Abstract

In this chapter we take a closer look at the workings of ethnography in social science, in particular in anthropology, to understand better the work it has traditionally done as pointed to in Chap. 2. As an introduction to this matter we explore how the rise of ubiquitous computing in systems design has generated calls for ‘new’ ways of handling the social milieu. However, upon examination, it becomes apparent that these calls actually return ethnographers to an old and traditional role: that of acting as interpreters of and commentators on the organisation of society and culture at large. To understand what is being offered here it is necessary to understand the role ethnography has traditionally played in anthropology. We begin with ethnography’s ‘founding father’, Bronislaw Malinowski, and show that despite an apparent resonance between the early ethnographies done for systems design the only real overlap lies in an interest in fieldwork. At the heart of Malinowski’s approach, and ‘new’ forms of ethnography alike, is the grounding of what is observed through fieldwork in a theory of culture and society.
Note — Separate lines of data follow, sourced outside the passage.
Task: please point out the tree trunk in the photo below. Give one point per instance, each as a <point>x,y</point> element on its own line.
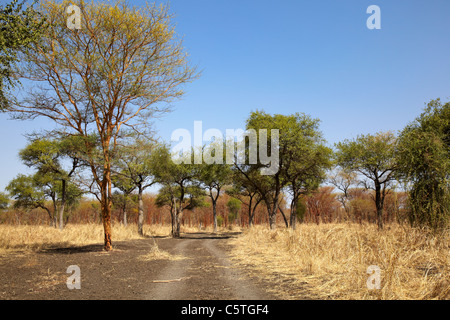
<point>177,220</point>
<point>63,205</point>
<point>293,217</point>
<point>141,214</point>
<point>273,215</point>
<point>379,205</point>
<point>250,215</point>
<point>106,202</point>
<point>125,220</point>
<point>215,215</point>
This produces a visible disjuncture between society and culture as it is understood by its members, and society and culture as understood by anthropologists and other social scientists making use of fieldwork. The net result is that the everyday life of people studied through ethnography becomes a surplus phenomenon and disappears from view in social science accounts, a point we demonstrate in reviewing two ethnographic studies of the same social setting: Tepoztlan in Mexico.